No sábado procurava-se saber se El Kahzzani agia em nome de algum grupo extremista islamista. A França, especificamente, tentava descobrir se recebia ordens de uma das organizações que atacaram o país em 2015: a Al-Qaeda no Iémen, que treinou os irmãos Kouachi, autores do sangrento ataque ao Charlie Hebdo; e o autoproclamado Estado Islâmico, o alegado grupo a que prestara lealdade o sequestrador no mercado de Paris, Amedy Coulibaly.

O que se sabe sobre o jovem marroquino foi recolhido pelos serviços secretos espanhóis durante os sete anos que este viveu no país, primeiro em Madrid e depois em Cádiz, segundo o El País. De acordo com o diário espanhol e a AFP, El Kahzzani frequentava mesquitas salafistas e estava próximo do “movimento radical islamista”. Foi preso três vezes por tráfico de droga e, no início de 2014, saiu do país, alegadamente para a França ou Bélgica. Os serviços secretos espanhóis alertaram em Fevereiro desse ano as agências dos dois países e, pelo menos em França, El Kahzzani recebeu a designação “S”, “Segurança de Estado”, que implica o controlo dos seus movimentos de fronteira, mas não a uma vigilância policial.

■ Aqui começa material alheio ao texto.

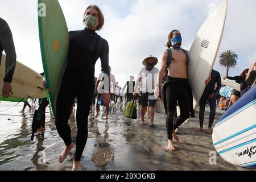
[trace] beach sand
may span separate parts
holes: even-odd
[[[57,133],[54,120],[51,119],[49,108],[46,111],[46,133],[35,134],[34,141],[31,141],[34,111],[20,114],[23,103],[16,104],[0,102],[0,170],[71,170],[75,147],[64,163],[59,164],[57,157],[64,144]],[[139,110],[138,119],[133,120],[123,115],[124,109],[123,105],[118,105],[116,109],[112,105],[108,120],[104,119],[102,108],[98,119],[94,119],[94,113],[90,113],[89,136],[81,159],[83,170],[247,170],[225,162],[218,154],[217,163],[209,164],[209,154],[217,152],[212,135],[207,131],[208,106],[203,132],[197,131],[198,112],[196,118],[190,119],[180,127],[180,142],[175,142],[176,152],[167,151],[166,115],[156,114],[156,127],[152,129],[150,119],[146,120],[146,126],[140,125]],[[25,112],[27,111],[28,107]],[[214,125],[224,113],[217,107]],[[69,125],[76,142],[74,115]]]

A grande dúvida: não se sabe onde esteve El Kahzzani desde que saiu de Espanha e foi novamente avistado, já em meados de 2015. Segundo a AFP, que cita uma fonte dos serviços secretos espanhóis, o jovem marroquino viajou de Cádiz para França e, daí, para a Síria. Terá regressado meses depois à França, de onde partiu para viver na Bélgica.

Mas é na Alemanha, em Berlim, que El Kahzzani volta a aparecer no radar dos serviços franceses, no dia 10 de Maio, quando compra um bilhete para Istambul. Os agentes franceses comunicaram-no aos parceiros espanhóis, mas, apenas dez dias depois de ter partido para a Turquia, os franceses registam-no novamente na Bélgica. Nada disto estava confirmado no sábado e o Libération escrevia que agência secreta turca procurava saber se El Kahzzani esteve, ou não, na Síria.